The thief-taker chuckled again. ‘You’re as bad as each other. When you’ve learned your letters, lad. When you can bow to her as though you’re a gentleman and speak to her like she’s a lady, and have found at least a few table manners, then yes, maybe I’ll have some time for her lessons too. Kelm’s Teeth! When you can do all that, you might even start to be useful.’ He walked over to the edge of the docks and sat on the harbour wall, beckoning Berren to sit beside him. Their legs dangled in the air above the lapping waters. Now and then the wind blew spots of salt water into Berren’s face. The ships out in the harbour were all facing the same way, sterns towards him, bows to the wind, swaying on their anchors. The thief-taker looked up at the sky.
‘Reckon the wind’s going to spare us the rain this afternoon? ’
Berren nodded. ‘Night rains later, that’s all.’
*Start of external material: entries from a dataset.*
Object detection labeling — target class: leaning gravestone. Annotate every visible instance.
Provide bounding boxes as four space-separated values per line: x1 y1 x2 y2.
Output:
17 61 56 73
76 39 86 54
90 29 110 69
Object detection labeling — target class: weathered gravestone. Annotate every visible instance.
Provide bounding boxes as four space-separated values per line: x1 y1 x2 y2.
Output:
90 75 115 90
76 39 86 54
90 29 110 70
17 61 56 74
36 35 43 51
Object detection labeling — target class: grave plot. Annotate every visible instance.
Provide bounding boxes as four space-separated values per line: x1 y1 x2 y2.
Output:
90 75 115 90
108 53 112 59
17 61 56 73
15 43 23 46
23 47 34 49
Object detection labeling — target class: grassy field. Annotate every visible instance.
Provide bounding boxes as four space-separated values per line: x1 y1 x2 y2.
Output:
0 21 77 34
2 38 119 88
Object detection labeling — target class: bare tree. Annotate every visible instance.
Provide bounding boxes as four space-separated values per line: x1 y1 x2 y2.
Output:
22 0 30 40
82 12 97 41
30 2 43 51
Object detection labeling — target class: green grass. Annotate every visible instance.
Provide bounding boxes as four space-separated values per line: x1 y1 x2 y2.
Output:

‘Be heavy, though. Some nervous sailors out there tonight. ’ The thief-taker grinned. ‘Start pulling their anchors and they’ll drift right into the shore. That’s the trouble with this harbour. Nice and safe except for two things. Sea-wind and pirates. Tell me, lad, if you were a pirate, which of those ships would you pick?’
Berren licked the last pieces of fish and bread off his teeth and belched. The ships all looked much the same. They had different flags, none of them ones that he knew. A lot of them had no flags at all. Some of them were bigger than others. Apart from that… ‘The biggest one, I suppose?’
‘Oh? The one with the most sailors on guard?’
‘The smallest?’
‘The smallest?’ The thief-taker laughed. ‘Don’t lie to me, lad. You wouldn’t chose the smallest. Come on, think. You want the ship with something easy. Nothing too big, nothing too heavy, nothing too valuable but something worth having. Something you could sell in the city nice and quick. Or small, so you could get it out without anyone seeing. That’s what you want. How do you know where to find it? How do you know which ship carries what you want? Oh, and while you’re thinking about that, even if you knew which ship was worth taking on, how would you know which one was which in the dark?’
‘They all look different, don’t they?’
‘Not in the dark, lad.’ The thief-taker sighed and stretched and stood up again. ‘You think about that and tell me when you come up with anything useful. Now back. Letters.’
Berren walked back up the Avenue of Emperors in the fading sunlight, the heavy warm sea-wind blowing him up the hill. He looked at the faces carved into the white marbled stone. Strong faces, all of them. He had no idea who they were, whether they’d been good men or bad men, but he wasn’t sure if that was how emperors should be measured. Strong kings fought wars and won them. Weak ones lost their crowns. Somewhere along here was the Emperor Talsin, who’d lost his throne a few months before Berren had been born. Somewhere else was Khrozus the Butcher, who’d taken it.